Seorang wanita menghambur masuk ke dalam ruangan. Pakaiannya yang serba hitam berkibar dengan liar dan rambut panjangnya yang awut-awutan menutupi wajahnya. Johnston si butler bergerak menghentikan si wanita tapi dia sudah meluncur ke arah George, tangannya menggelepar-gelepar seperti tersetrum listrik.

"QUINZ CELESTIN!"

Ratu Raquelle bangkit dan menghampiri wanita itu. "Crassulacea! Ada apa?"

Crassulacea mulai merintih dan menjerit seperti orang sinting. Dia terhuyung sambil gemetar hebat di samping George.

"DIA DI SINI! DIA DI SINIIII!"

"Tenangkan dirimu, Crassulacea. Siapa yang kau maksud?" Ratu Raquelle mengusap rambut Crassulacea agar wajahnya terlihat jelas. "Astaga, George, dia terluka!"

Darah merah kental yang melumuri tangan Prime Celestine seolah menyalakan alarm kebakaran.

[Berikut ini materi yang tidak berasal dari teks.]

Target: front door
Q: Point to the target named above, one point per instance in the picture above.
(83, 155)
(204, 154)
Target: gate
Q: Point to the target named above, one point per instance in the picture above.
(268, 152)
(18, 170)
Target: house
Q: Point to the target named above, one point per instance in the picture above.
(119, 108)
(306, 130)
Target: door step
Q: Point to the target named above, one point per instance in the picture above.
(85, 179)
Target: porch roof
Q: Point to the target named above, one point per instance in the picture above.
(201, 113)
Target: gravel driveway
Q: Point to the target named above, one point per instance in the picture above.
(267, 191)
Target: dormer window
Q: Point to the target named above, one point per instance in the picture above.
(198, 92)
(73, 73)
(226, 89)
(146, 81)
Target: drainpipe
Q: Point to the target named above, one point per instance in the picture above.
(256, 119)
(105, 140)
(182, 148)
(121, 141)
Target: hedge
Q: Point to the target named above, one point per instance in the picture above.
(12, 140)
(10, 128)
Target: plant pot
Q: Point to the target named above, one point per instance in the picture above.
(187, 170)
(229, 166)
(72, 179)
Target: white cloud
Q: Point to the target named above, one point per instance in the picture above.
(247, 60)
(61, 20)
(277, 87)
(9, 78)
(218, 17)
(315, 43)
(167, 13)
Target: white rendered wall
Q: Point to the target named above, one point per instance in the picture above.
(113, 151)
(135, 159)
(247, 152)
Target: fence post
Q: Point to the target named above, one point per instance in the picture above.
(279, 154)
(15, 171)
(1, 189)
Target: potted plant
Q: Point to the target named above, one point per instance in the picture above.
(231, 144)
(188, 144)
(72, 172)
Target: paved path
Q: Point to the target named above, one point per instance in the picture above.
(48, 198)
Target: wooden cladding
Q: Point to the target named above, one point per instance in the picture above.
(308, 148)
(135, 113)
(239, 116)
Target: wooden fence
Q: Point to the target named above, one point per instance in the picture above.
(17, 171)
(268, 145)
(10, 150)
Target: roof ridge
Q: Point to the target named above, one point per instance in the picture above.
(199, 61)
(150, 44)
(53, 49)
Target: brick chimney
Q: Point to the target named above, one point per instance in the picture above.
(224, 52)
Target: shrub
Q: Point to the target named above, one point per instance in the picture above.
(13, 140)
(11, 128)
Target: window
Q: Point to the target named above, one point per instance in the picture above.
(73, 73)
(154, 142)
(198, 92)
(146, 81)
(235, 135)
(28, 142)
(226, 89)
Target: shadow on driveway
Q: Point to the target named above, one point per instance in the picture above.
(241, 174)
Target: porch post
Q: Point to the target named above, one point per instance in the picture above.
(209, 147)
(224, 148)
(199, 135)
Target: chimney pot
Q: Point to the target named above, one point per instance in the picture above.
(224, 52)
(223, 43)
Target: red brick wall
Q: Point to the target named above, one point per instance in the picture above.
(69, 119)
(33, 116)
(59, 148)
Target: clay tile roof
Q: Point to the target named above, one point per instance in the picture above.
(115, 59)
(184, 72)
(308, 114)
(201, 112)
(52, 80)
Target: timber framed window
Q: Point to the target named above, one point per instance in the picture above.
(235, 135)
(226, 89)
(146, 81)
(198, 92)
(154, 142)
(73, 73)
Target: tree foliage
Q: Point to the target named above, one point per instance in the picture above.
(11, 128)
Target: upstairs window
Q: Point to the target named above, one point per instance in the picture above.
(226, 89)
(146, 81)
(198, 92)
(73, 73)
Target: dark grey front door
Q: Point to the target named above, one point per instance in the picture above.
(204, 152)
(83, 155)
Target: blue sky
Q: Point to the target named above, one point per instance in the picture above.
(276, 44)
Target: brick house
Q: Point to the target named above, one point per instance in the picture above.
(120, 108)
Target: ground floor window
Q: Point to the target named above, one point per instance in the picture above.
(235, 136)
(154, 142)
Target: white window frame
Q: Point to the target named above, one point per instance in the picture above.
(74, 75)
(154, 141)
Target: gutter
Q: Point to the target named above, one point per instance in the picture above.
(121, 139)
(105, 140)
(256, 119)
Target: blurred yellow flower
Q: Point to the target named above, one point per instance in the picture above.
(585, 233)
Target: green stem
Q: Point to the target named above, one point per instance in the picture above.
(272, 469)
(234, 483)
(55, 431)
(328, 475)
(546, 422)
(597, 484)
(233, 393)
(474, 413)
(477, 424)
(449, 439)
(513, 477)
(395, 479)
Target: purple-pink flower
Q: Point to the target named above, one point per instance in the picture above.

Wajah Crassulacea bersimbah darah, sebuah luka robek menganga di dahinya. Para Valione langsung gempar. George dan Andrea melompat berdiri, empat orang pengawal bergerak siaga mengelilingi Ratu Raquelle dan Crassulacea dalam sebuah lingkaran kecil, sisanya mulai berkordinasi dengan para kolega mereka lewat kabel yang terpasang di belakang kepala meraka.

"Apa yang terjadi padamu?" pekik Ratu Raquelle sambil menggoyang-goyang tubuh si wanita sinting. "Siapa yang melakukan ini padamu?"

Tangan Crassulacea yang kurus dan berdarah-darah menangkap lengan Ratu Raquelle. "Mark L'alcquerine!"